L'alliance sera "basée sur le consensus, nous avancerons en étant d'accord", a-t-il souligné, lui qui ne voulait surtout pas que se reproduise une situation où tous les pouvoirs seraient concentrés aux mains d'un seul homme.

- Gouvernance simplifiée -

Finies les "opaques" sociétés néerlandaises, Renault-Nissan BV et Nissan-Mitsubishi BV, censées jusqu'ici symboliser le partenariat, mais servant en réalité les intérêts personnels de Carlos Ghosn, accusent ses détracteurs.

Désormais l'Alliance sera gouvernée par un nouveau conseil opérationnel, même si RNBV continuera à exister en support.
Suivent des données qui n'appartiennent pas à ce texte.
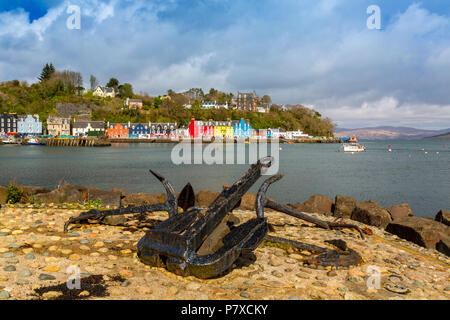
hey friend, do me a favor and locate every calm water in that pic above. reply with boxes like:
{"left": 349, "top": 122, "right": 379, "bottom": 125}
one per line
{"left": 0, "top": 140, "right": 449, "bottom": 217}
M. Senard va certes prendre la tête de cette instance, mais les décisions seront validées avec les autres membres: le directeur général de Renault, Thierry Bolloré, le patron exécutif de Nissan, Hiroto Saikawa, et le PDG de Mitsubishi Motors, Osamu Masuko, tous présents à la tribune mardi.

En revanche, pas question de toucher aux participations croisées régissant l'alliance depuis sa naissance en 1999.

L'accord dit "Rama" (Restated Alliance Master Agreement), qui définit les rapports entre Renault et Nissan, ne sera pas modifié: "il reste en place tel qu'il est", a assuré M. Senard, réfutant tout problème concernant l'actionnariat.

Renault détient 43% de Nissan qui en retour possède 15% de Renault, mais sans droit de vote, une répartition qui apparaît déséquilibrée aux yeux des Japonais compte tenu des performances de Nissan comparées à celles de Renault.

Au bord de la faillite en 1999, quand Renault est venu à sa rescousse, Nissan s'est redressé au fil des années jusqu'à devenir le poids lourd du duo, les experts citant ses atouts technologiques et sa forte implantation en Amérique du Nord et en Chine.

- Ghosn pas encore prêt à parler -

A travers ces changements, les trois constructeurs signifient la fin de l'ère Carlos Ghosn, l'omniprésent bâtisseur de l'alliance mis sur la touche après avoir été inculpé par la justice japonaise sur des soupçons d'abus de confiance et minoration de déclarations de revenus.

M. Ghosn avait bien tenté de s'inviter mardi à Yokohama, où se tenait un conseil d'administration de Nissan avant la conférence de presse.

Mais la justice lui a interdit l'accès au conclave, dont il reste membre jusqu'à sa révocation par l'assemblée générale des actionnaires prévue le 8 avril, même s'il a été limogé de la présidence.

Dans une brève déclaration transmise aux médias, l'ex-PDG de Nissan s'est montré "déçu que le tribunal ait rejeté sa requête".

"Il est regrettable qu'il ait été empêché de mettre ses idées et sa vision au service de la compagnie qu'il a servie pendant 20 ans, du fait d'accusations non fondées à son encontre", a réagi un porte-parole de M. Ghosn.

Après plus de 100 jours de détention, l'ancien capitaine d'industrie a retrouvé la semaine dernière la liberté en échange du paiement d'une caution d'un milliard de yens (environ 8 millions d'euros), et il ne compte pas rester inactif.

Il s'est rendu mardi au cabinet de ses avocats pour préparer son argumentaire.

"Il accepte l'idée d'une conférence de presse mais il le fera lorsqu'il aura décidé de ce qu'il veut dire, il demande un peu de temps", a expliqué son défenseur, Junichiro Hironaka.

Carlos Ghosn a déjà dénoncé, dans deux interviews accordées en prison, un "complot" ourdi par le constructeur nippon pour faire échouer son projet de rapprochement plus poussé avec Renault.

Mais il ne s'est encore jamais exprimé sur les soupçons qui ont émergé en France. Après un signalement de Renault début février, le parquet de Nanterre vient d'ouvrir une enquête sur le financement de son mariage, célébré en octobre 2016 dans le faste du château de Versailles.